One of the graybeards in overalls at the slot machine let out a rheumy cackle. Another man, well-dressed, with dark hair and a neatly trimmed Vandyke beard, studied the new arrival from his stool at the bar. Brun figured him for some kind of drummer.
“These are my customary hours,” the boy said, as boldly as he knew how. He pointed at the silent piano. “I play, and am looking for work.”
The barman’s lips twisted into a crooked smile. “You’re not from here.”
Brun cursed himself mildly for not having considered this question in advance. For one thing, the bartender might know at first hand any place Brun mentioned; for another, a lot of people paid close heed to a man’s speech. The War was over some thirty-five years, but in Missouri or Kansas, the way you spoke a sentence might still get you either a pat on the back or a dose of lead in the belly.
“Arkansas City,” Brun said, which was where the Campbells had lived before El Reno. “I played piano in hotels and saloons.”
The barkeep tipped his head and gave the boy a long, hard stare. “You’re how old?”
“Almost seventeen.” Brun stuck out his hand. “My name is Brun Campbell. I was a student for a little while of Otis Saunders. You know him?”
Brun’s hand disappeared inside the bartender’s paw. “Gaylord Boutell,” the man said. “Sure I know Otis Saunders. Didn’t know he ever was to Arkansas City, though.”
Brun told himself not to talk too fast. “Actually, I met him one day last summer while I was in Oklahoma City. He showed me how to play a tune by Scott Joplin. Now, I’m bound to meet Scott and get him to give me lessons. But I’m going to need work.”
Boutell wagged a hand toward the piano. “Let’s hear that tune Saunders taught you.”
As Brun strode to the piano, his stomach growled. He sat, stretched his back and fingers, then commenced to play.

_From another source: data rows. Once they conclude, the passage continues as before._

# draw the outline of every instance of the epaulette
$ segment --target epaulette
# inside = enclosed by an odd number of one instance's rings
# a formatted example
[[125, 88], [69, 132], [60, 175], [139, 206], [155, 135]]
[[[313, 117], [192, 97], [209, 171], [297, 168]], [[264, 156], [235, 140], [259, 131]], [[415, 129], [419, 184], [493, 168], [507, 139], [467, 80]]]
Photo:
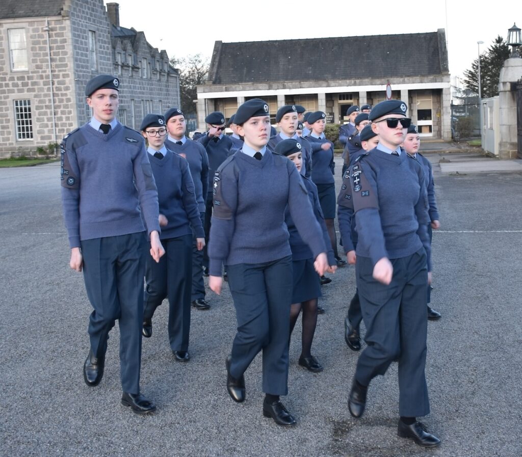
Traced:
[[357, 163], [358, 162], [359, 162], [360, 161], [361, 161], [363, 157], [364, 157], [365, 155], [370, 155], [370, 153], [369, 152], [364, 152], [363, 154], [361, 154], [360, 155], [359, 155], [359, 157], [358, 157], [354, 161], [353, 163]]

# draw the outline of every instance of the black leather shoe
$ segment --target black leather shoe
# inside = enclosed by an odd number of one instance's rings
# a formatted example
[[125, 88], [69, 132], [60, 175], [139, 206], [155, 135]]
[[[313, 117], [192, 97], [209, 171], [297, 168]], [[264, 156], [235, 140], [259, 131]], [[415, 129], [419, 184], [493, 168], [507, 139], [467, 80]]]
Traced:
[[269, 403], [266, 400], [263, 402], [263, 415], [265, 417], [271, 417], [275, 423], [283, 427], [290, 427], [295, 424], [295, 418], [284, 407], [279, 400]]
[[122, 404], [130, 406], [136, 414], [147, 414], [153, 413], [156, 410], [156, 405], [140, 393], [124, 392], [122, 395]]
[[91, 387], [98, 386], [103, 377], [104, 367], [105, 354], [97, 357], [91, 349], [84, 364], [84, 380], [85, 383]]
[[355, 378], [353, 378], [352, 390], [350, 391], [350, 396], [348, 398], [348, 410], [350, 410], [350, 414], [354, 417], [360, 417], [364, 412], [367, 391], [367, 387], [360, 386], [355, 381]]
[[329, 278], [327, 278], [326, 276], [323, 275], [321, 276], [321, 285], [324, 285], [325, 284], [330, 284], [331, 282], [331, 280]]
[[441, 318], [441, 313], [428, 306], [428, 318], [429, 320], [438, 320]]
[[188, 362], [191, 359], [191, 356], [186, 351], [173, 351], [172, 354], [176, 362]]
[[336, 257], [335, 260], [337, 261], [338, 267], [344, 267], [348, 263], [346, 260], [341, 259], [340, 257]]
[[323, 371], [323, 366], [313, 355], [310, 357], [300, 357], [299, 365], [313, 373], [318, 373]]
[[245, 377], [242, 375], [238, 379], [236, 379], [230, 374], [230, 362], [232, 359], [229, 355], [227, 357], [225, 366], [227, 367], [227, 390], [232, 399], [238, 403], [245, 401], [245, 395], [246, 393], [245, 389]]
[[205, 298], [198, 298], [192, 302], [192, 306], [196, 309], [209, 309], [210, 304]]
[[434, 448], [441, 444], [441, 440], [430, 433], [425, 426], [418, 421], [411, 425], [407, 425], [399, 419], [397, 434], [401, 438], [411, 438], [419, 446], [425, 448]]
[[143, 320], [143, 328], [141, 333], [146, 338], [150, 338], [152, 336], [152, 321], [150, 319]]
[[352, 326], [347, 316], [345, 319], [345, 341], [352, 351], [361, 350], [361, 337], [359, 336], [359, 329]]

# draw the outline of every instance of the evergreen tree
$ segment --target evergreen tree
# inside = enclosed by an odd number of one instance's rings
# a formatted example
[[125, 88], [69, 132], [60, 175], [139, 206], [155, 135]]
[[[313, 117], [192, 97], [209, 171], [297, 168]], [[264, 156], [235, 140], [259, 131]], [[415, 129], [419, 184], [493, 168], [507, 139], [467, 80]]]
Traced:
[[[499, 78], [504, 62], [509, 57], [509, 47], [500, 35], [487, 51], [480, 54], [480, 85], [482, 98], [499, 94]], [[471, 64], [471, 68], [464, 72], [464, 85], [474, 93], [478, 93], [478, 59]]]

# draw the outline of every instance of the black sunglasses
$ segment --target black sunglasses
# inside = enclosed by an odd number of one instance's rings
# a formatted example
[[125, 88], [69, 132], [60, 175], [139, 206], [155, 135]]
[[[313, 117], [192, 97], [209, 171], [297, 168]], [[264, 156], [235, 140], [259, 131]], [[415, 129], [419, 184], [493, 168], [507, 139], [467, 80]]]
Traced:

All through the smoky saloon, people stopped drinking, talking, playing cards. When Brun wound up “Maple Leaf” with a little flourish, there was great general whistling and shouting. The boy heard an old man’s voice carry above the crowd, “My eyes must be goin’ bad. I swear that’s a white kid, but way he plays, he’s gotta be a nigger.”
Brun once told me that no compliment he ever received pleased him more. Boutell called out, “Pretty good. What else can you play?”

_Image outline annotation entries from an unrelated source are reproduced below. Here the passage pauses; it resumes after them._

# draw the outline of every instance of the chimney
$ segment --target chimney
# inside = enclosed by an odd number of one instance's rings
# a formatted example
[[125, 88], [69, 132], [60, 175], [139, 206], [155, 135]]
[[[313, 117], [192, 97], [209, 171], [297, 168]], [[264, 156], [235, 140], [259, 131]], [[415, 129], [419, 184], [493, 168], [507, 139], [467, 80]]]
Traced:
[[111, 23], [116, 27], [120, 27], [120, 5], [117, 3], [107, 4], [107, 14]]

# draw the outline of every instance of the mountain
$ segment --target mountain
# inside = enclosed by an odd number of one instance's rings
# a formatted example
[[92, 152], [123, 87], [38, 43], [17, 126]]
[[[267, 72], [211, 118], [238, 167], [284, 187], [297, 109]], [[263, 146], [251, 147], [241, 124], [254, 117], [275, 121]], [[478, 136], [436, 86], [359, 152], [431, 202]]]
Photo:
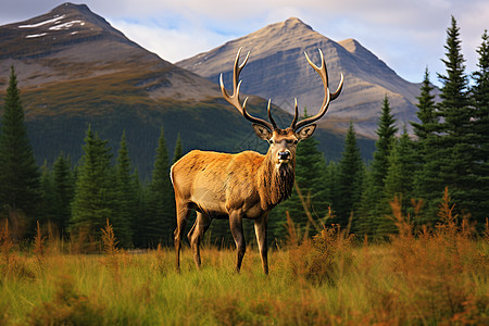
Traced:
[[[258, 32], [226, 42], [209, 52], [177, 62], [183, 68], [218, 83], [230, 83], [231, 64], [237, 50], [250, 51], [250, 60], [242, 71], [242, 91], [272, 101], [292, 112], [293, 98], [299, 108], [316, 113], [324, 97], [322, 82], [309, 65], [304, 51], [319, 64], [322, 49], [330, 78], [329, 88], [336, 90], [340, 73], [344, 75], [341, 96], [331, 102], [321, 127], [344, 133], [351, 120], [358, 133], [375, 138], [381, 101], [387, 95], [398, 123], [417, 121], [415, 111], [419, 84], [412, 84], [396, 74], [381, 60], [354, 39], [336, 42], [313, 30], [299, 18], [268, 25]], [[402, 130], [402, 128], [400, 128]]]
[[[142, 177], [150, 176], [161, 127], [170, 153], [178, 134], [185, 150], [266, 146], [215, 84], [141, 48], [84, 4], [64, 3], [0, 26], [0, 99], [11, 65], [39, 163], [61, 151], [76, 162], [88, 125], [114, 149], [125, 130]], [[249, 103], [252, 114], [264, 117], [265, 100], [250, 97]], [[274, 110], [290, 123], [288, 113]], [[339, 156], [342, 137], [326, 130], [316, 136], [328, 158]]]

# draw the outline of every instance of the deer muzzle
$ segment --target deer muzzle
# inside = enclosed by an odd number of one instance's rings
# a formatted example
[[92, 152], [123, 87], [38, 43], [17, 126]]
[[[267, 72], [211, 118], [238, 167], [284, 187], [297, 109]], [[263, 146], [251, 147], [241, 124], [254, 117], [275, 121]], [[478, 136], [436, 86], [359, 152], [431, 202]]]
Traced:
[[291, 158], [291, 154], [290, 154], [289, 151], [281, 151], [281, 152], [278, 152], [278, 162], [279, 162], [280, 164], [289, 163], [290, 158]]

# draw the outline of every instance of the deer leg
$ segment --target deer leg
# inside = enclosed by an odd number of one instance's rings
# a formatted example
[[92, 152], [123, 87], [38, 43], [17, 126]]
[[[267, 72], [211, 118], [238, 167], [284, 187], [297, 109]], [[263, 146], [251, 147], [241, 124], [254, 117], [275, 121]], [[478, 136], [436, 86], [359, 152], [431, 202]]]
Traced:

“Whatever you want to hear,” Brun called back.
“‘Old Oaken Bucket,’” someone shouted.
Brun swung around and played that awful song, but he ragged it, the way he’d learned from Ben Harney’s folio. “Damn hottest oaken bucket I ever heard,” somebody shouted. “Betcha can’t do that with ‘In the Baggage Coach Ahead,’” someone else hollered.
“You’re going to lose your money, sir,” Brun called over his shoulder, and swung into that sloppy little tearjerker about a man on a train, taking his wife’s body home for burial, who gets help from the other passengers in caring for his crying baby. But written as the tune was, in straight waltz-time, it was no trick for Brun to ring in some syncopation, and the longer he played, the louder got the hoo-ing and the hah-ing and the wow-ing. That gang in the bar thought Brun was some kind of sweet onion. When he finished “Baggage Coach,” people fell all over themselves calling out their favorites, and the boy played every one, lively cakewalks, grand marches, mush even more sentimental than “Baggage Coach.” Finally, Boutell called him back up to the bar. As Brun shoved his way through the crowd, men slapped his back and shoulders. Some pushed coins into his hand. By the time he reached the bar, he was giddy with pleasure. “Yes, sir?” he asked Boutell.
“You play all right,” the barkeep said. “How long you been in town?”
“Not two hours, sir. First thing I came in, I saw your lights and the piano, so I figured to strike while the iron was hot.”